12.09.2007

Paulson's gambit

Wells Fargo Can Hack Its Writedowns - Can Citi and JPMorgan?

Comment: There is some foul language in this link!

Excerpts:

On the Paulson agreement:

If the banks agree to Paulson's gambit, bank shareholders and loan investors will take a bath, credit available for housing will disappear, and a least one in three subprime borrowers will eventually default anyway. The editorial yesterday in the New York Times supporting the Paulson proposal is dead wrong: Loan modification does not help struggling subprime borrowers, only the politicians of both parties who prey upon them. Loan modification a la Paulson hurts investors, financial institutions and the US economy.

On Wells Fargo:


WFC ended the third quarter of this year with an ROA of 1.58% and ROE of over 15%, both figures are annualized and both a full standard deviation above peer. Run rate defaults were 80bp (annualized) through September 30, 2007, but WFC announced last week that it will write off 300bp or 3% of total loans which the bank considers problematic. That will take gross loan and lease defaults for the full year up to about 400bp or 4%, more than 2x the maximum probable loss from lending estimated by the IRA Bank Monitor or just inside the upper range for a "B" bond equivalent rating for the bank's portfolio.

The decision by WFC to immediately write down loans equal to 3x the expected defaults for all of 2007 may seem like bad news, but we view it as a sign of strength. Unlike the the big players in structured finance such as C, JPMorgan Chase (NYSE:JPM) and Merrill Lynch (NYSE:MER), WFC does not have much of a trading or capital markets operation.

The majority of WFC's Economic Capital needs stems from the investment book, followed by trading and then lending activities.
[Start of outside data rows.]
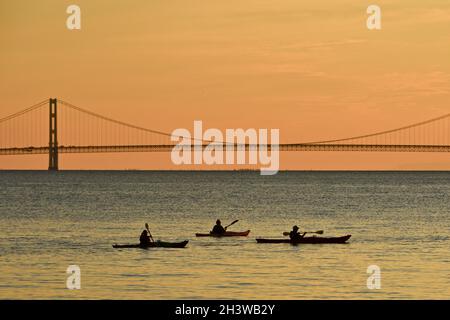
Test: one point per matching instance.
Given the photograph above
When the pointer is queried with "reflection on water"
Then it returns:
(399, 221)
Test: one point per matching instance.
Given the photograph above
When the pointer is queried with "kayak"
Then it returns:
(157, 244)
(311, 240)
(226, 234)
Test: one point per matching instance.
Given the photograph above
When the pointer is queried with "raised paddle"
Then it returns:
(231, 224)
(148, 230)
(318, 232)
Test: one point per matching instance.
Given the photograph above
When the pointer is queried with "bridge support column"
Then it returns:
(53, 136)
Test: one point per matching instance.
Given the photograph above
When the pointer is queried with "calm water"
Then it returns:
(398, 221)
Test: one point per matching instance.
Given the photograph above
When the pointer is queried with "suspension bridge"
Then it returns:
(54, 126)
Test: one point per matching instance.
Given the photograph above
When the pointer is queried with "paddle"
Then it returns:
(318, 232)
(231, 224)
(148, 230)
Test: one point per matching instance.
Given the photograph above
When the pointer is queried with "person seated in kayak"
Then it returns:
(218, 229)
(295, 235)
(145, 238)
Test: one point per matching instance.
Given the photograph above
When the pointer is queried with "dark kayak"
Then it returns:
(226, 234)
(311, 240)
(156, 244)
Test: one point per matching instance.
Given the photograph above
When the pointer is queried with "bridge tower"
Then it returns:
(53, 136)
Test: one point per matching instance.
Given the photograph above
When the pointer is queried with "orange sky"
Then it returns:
(311, 69)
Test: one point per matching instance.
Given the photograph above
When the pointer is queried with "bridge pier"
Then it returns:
(53, 136)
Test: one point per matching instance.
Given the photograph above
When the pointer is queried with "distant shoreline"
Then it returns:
(207, 171)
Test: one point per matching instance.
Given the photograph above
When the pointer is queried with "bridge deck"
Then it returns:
(281, 147)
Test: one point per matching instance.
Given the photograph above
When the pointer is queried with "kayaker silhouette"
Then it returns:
(295, 235)
(145, 238)
(218, 229)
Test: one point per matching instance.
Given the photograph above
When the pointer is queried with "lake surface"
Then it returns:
(399, 221)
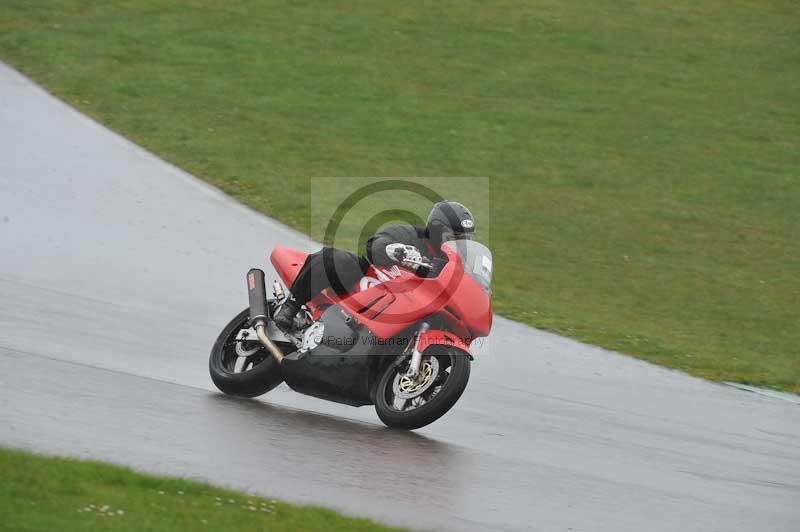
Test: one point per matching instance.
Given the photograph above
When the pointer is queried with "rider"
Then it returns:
(404, 244)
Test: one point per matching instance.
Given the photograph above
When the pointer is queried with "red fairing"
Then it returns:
(396, 304)
(436, 337)
(287, 263)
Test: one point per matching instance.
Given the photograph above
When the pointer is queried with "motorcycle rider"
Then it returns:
(404, 244)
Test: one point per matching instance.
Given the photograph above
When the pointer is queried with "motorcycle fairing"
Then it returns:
(401, 302)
The 0.8:1 ratio of Economic Capital to Tier One Risk Based Capital for the bank at the end of Q3 compared with just 0.5:1 for Q2, a more than 50% change in a single quarter. The increase comes from a big jump in WFC's securities portfolio.

Unlike many of its larger peers, WFC seems to have the capital and the earnings power to navigate its way through the coming credit risk storm.